A young prince must defeat an evil enchanter to restore his kingdom and prevent the corruption of a beautiful young girl.
Wouldn’t you think that a game with “Love Chronicles” in the title would have something to do with romance? Well strangely enough, the majority of Vendel Games’ new hidden object adventure Love Chronicles: Salvation has nothing at all to do with Cupid’s arrow, and instead focuses on some decidedly un-romantic themes. While that’ll no doubt disappoint romance fans, hidden object/puzzle enthusiasts are still in for a reasonably good time.
Salvation tells the story of what a young prince does after he returns to find his kingdom decimated by an evil witch. Not only is his palace a smoking ruin, but his friend and court wizard/advisor warns him that the fate of a virtuous young girl depends on his efforts. He suggests the prince should travel back in time and stop the girl from becoming a witch in the first place, and doing that means two things: confronting an evil mage named Zander, and finding all the pieces of a suite of magical jewelry that will protect the girl from Zander’s dark magic.
As mentioned, it’s odd that the game was released as a Love Chronicles title, since it really has nothing to do with love unless you count its last sixty seconds. That weensy bit of lovey-doveyness feels totally tacked on. Worse, it then leads into a completely nonsensical bonus chapter that doesn’t fulfill the title’s promise so much as make you cringe at its badness. This extra hour changes location completely, and launches headlong into a goofy story of star-crossed love between a wistful elven queen and a mopey human king. There’s little here that’s all that romantic, or that even makes much sense, and the story’s resolution is well, inexplicable. As a whole, this chapter feels as if it was thrown together in a week and can hardly be deemed a “bonus.”
Before this awkward episode can be experienced, however, you have a kingdom and a girl to save, and that involves a lot of puzzle-solving and hidden object hunting. Fortunately, these are the game’s strengths. Vendel finds a host of clever ways to trigger hidden object scenes (I enjoy the one that asks you to beat a down pillow and then hunt for the feathers you’ve sent flying), and the scenes themselves are expertly composed. They come in three varieties: two-item interactions, finding pieces of a single broken item, and putting groups of missing items back into the scene. Puzzles are equally well done (my favorite involves shadow puppets) and provide nice graphic payoffs. If any criticism can be leveled at these areas of the game, it’s that they’re unequally distributed. The game feels hidden object-heavy, and this makes for monotonous pacing.

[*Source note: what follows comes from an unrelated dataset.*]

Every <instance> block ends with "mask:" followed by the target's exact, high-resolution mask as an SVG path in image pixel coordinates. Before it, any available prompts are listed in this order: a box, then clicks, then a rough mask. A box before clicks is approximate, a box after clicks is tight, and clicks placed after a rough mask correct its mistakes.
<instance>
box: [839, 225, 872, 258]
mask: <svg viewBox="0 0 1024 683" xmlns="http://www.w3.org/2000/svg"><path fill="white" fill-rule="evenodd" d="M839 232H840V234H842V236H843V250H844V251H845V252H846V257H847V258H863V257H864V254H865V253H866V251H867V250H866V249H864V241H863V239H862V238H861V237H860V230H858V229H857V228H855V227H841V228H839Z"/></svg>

Graphically speaking though, the game is fairly well done. That is, if you ignore the oddly handled characters. For some reason, Vendel decided to use three different approaches to character rendering: digital paint, photo montage and 3D models, and the transitions among these are pretty jarring. Beyond the character issues, the game’s locations look a little soft, like they’re rendered out of multi-colored marshmallows, but are still mostly successful. In terms of audio, the voice acting is, what’s the word?—acceptable—and in terms of the music, your enjoyment of it depends entirely on your penchant for new-agey, Enya-like tunes.
Aside from the general lack of romance and the sad bonus chapter, Salvation’s main issue is that it fails to create its own internal logic. The seductive thing about the fantasy genre is that it allows us to make the worlds anything we want them to be. The dangerous thing about it is how easy it is to end up with something that’s so loosey-goosey that it doesn’t make any kind of sense. Salvation starts with a story that suggests the Middle Ages, but contains items you wouldn’t see until centuries later (19th-century-looking Steampunk contraptions show up at convenient intervals). The effect of this “kitchen sink” approach is a sort of generic visual feel, and a disturbing lack of cohesion that can pull you right out of the story.

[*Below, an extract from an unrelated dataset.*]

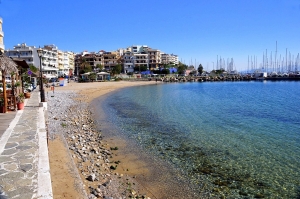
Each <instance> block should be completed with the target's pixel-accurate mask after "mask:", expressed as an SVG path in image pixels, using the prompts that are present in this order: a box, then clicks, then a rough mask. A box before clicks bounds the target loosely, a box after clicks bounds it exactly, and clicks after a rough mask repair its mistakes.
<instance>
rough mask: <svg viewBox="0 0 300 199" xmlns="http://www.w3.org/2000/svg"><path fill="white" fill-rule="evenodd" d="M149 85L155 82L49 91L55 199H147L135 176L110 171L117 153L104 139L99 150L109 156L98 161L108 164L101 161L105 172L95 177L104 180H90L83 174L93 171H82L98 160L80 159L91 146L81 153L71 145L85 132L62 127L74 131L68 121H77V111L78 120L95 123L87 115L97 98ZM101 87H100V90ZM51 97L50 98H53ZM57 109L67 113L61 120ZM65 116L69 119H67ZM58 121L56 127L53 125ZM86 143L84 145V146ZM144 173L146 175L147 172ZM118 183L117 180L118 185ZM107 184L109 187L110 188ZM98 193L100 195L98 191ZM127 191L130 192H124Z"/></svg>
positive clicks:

Because of this and other things, this Collector’s Edition isn’t the best value. Not only do you get a hokey bonus chapter, but the Extras aren’t all that special. They consist of a mostly pointless (since there’s a Hint button) strategy guide, a handful of so-so concept art, another handful of screenshots/wallpapers, and seven extremely similar-sounding, floaty musical tracks.

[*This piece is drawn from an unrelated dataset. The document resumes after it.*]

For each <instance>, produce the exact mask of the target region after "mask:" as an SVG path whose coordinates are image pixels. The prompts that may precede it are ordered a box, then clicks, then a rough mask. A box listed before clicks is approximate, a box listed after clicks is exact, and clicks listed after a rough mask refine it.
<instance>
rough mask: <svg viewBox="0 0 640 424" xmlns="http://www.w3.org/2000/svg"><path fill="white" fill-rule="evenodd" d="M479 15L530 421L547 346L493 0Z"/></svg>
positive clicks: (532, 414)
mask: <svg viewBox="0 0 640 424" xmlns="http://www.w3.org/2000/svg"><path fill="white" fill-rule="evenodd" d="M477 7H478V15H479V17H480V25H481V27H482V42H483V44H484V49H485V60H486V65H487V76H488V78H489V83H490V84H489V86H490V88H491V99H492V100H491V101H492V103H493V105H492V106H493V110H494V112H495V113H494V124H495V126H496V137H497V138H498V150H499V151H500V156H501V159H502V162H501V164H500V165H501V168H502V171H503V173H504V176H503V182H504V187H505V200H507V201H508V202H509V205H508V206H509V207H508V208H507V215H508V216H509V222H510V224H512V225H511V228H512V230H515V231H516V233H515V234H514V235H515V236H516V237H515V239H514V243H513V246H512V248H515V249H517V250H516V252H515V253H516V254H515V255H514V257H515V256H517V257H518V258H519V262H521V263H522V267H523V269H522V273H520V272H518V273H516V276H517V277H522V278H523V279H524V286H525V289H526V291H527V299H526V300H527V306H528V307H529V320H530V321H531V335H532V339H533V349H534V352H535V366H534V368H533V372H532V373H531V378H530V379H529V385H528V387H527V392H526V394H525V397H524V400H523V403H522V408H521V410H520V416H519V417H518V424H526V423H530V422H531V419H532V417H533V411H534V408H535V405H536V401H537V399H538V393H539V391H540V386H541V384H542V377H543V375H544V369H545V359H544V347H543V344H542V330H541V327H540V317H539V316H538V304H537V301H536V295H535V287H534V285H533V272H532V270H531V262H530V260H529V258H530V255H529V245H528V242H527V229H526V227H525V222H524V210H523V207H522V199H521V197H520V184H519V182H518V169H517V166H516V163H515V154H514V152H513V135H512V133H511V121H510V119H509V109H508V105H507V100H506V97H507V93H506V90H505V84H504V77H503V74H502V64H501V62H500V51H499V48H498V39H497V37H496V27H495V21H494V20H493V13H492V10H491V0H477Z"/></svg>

Love Chronicles: Salvation is really a mediocre third entry in the well-liked Love Chronicles series; it’s not great and it’s not terrible. On one hand, it exhibits somewhat monotonous pacing, a poorly-made bonus chapter, lame extras, and perverse ignorance of its implied love story. On the other, it offers a good amount of fun puzzle-solving and hidden object gameplay. Ultimately, if your heart isn’t set on romance, it could be worth your while.